The Andros authorities and Dutch merchants tried us there and then. Carson, Du Champs and Guyot were acquitted while Cooper, Wildmoon and I were found guilty. Cooper’s name and family carried weight with the Dutch. He negotiated a ransom for himself. The Dutch were arguing hanging was “too good” for Wildmoon and myself, when the Andros Captain suggested, with a leer, that it would be a shame to “waste good stock” (pointing at me) on the end of a rope, when my strong arms would be better put to use manning an oar. I declared I would rather swing than face chains and was answered with laughter. I saw - or imagined I saw - a smirk on Carson’s face as the musket stock struck behind my knees and the back of my head.
I found myself aboard a galley, in a cramped and stinking hold alongside dozens of my brothers and sisters. In, what must pass for dark humor, I found I had not, in fact, been chained. Instead a leather strap had been riveted around my ankle, the other end grommet-ed to a steel hoop. “Chains can be undone, boy,” I was told, “So your fellows can sleep in the hold, while you can sleep at your oar.” And I prayed to Papa Legba and Damballah to deliver me. The loa heard my prayers, for, that very night the waves rose like mountains and thunder rolled like cannon and the galley in which I was imprisoned shattered in the force of the storm. The soldiers, weighted by their armor, and by brothers and sisters, weighted by chains, sank into the depths, leaving me adrift on a section of broken deck. Once more I prayed, this time to Oshun, to see me safely over the wild ocean, and, the next day, washed ashore on a small island.

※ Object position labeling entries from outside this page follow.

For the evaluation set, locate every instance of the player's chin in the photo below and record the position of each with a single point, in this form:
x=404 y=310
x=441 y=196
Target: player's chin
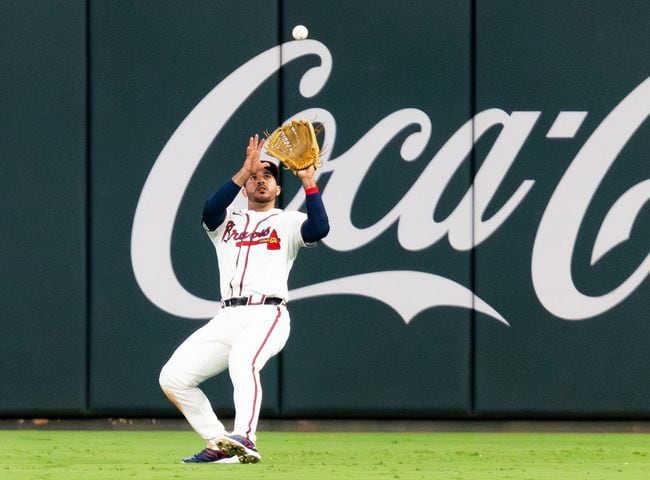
x=264 y=197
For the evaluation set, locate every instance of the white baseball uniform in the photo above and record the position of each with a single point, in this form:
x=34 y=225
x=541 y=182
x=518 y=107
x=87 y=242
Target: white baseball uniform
x=255 y=251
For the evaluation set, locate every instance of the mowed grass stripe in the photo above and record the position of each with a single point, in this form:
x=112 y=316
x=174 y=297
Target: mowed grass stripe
x=71 y=455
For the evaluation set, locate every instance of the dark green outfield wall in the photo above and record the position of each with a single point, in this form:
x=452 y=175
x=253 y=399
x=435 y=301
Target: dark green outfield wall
x=485 y=171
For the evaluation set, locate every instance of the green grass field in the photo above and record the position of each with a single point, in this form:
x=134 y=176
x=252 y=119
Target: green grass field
x=71 y=455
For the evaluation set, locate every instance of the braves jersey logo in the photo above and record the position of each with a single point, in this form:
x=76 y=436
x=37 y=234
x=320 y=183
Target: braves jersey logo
x=266 y=237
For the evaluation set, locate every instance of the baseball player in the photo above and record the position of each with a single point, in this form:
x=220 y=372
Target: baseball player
x=255 y=250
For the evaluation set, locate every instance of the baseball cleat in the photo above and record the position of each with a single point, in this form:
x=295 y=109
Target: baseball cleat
x=208 y=455
x=239 y=446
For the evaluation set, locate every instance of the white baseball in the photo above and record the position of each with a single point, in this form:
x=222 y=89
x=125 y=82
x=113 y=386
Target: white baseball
x=300 y=32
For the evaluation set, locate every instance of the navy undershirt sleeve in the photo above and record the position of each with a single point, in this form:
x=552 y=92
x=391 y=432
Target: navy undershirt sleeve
x=317 y=224
x=214 y=211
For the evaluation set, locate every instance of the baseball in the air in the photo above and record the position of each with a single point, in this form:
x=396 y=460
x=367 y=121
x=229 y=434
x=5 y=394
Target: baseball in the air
x=300 y=32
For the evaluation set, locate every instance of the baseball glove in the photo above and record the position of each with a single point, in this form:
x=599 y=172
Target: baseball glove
x=295 y=145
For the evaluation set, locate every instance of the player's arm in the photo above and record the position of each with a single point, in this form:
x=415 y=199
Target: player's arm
x=317 y=224
x=214 y=211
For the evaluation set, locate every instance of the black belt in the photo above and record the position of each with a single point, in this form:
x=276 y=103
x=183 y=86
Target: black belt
x=242 y=301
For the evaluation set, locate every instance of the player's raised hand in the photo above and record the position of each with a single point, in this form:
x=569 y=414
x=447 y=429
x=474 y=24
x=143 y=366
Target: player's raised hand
x=307 y=176
x=252 y=162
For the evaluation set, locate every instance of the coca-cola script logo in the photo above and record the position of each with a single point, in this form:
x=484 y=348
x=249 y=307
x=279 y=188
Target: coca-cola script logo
x=465 y=227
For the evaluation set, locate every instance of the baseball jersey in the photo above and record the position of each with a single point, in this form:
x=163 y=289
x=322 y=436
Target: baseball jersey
x=256 y=250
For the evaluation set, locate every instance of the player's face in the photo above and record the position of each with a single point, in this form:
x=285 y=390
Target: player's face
x=261 y=188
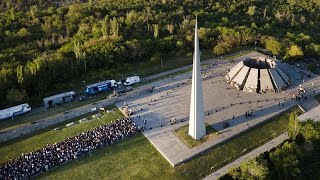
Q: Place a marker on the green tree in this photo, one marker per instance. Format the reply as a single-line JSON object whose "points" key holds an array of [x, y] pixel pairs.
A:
{"points": [[15, 96], [251, 10], [293, 52], [272, 45], [310, 131], [294, 126], [252, 169]]}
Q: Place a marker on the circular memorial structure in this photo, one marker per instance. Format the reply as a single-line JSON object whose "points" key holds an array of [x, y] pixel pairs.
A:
{"points": [[258, 76]]}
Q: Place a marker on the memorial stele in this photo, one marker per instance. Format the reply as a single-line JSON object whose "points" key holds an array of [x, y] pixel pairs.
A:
{"points": [[196, 120]]}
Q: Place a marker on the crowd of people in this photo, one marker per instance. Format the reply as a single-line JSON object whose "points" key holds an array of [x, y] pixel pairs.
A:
{"points": [[41, 160]]}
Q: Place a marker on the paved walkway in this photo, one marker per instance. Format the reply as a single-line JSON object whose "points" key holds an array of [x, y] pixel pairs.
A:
{"points": [[221, 103], [256, 152], [313, 114]]}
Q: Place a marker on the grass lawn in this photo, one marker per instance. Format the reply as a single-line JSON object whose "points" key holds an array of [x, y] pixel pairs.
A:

I formed spear and knife from branch and stone, fished and hunted for food, and managed to start a small fire, all while cursing myself for trusting in those who had left me behind, until, days later a stained sail appeared on the horizon. I fed damp leaves into the fire to generate thick plumes of smoke and watched as the distant ship turned and drew near. The lines of the battered hulk looked familiar, and I could only grin in relief and forgiveness as a jolly-boat beached itself in the cove. The figure that clambered ashore and strode up to me, fastidiously dusting his shoulders as he strode up to me was one I knew well. The lanky Prussian, cocked his head at me, smiled and clapped me on the shoulder.
“Ach, Herr Charles,” said Cooper von Cooper,” When we saw the flotsam we feared you drowned. You are indeed lucky, mein fruend.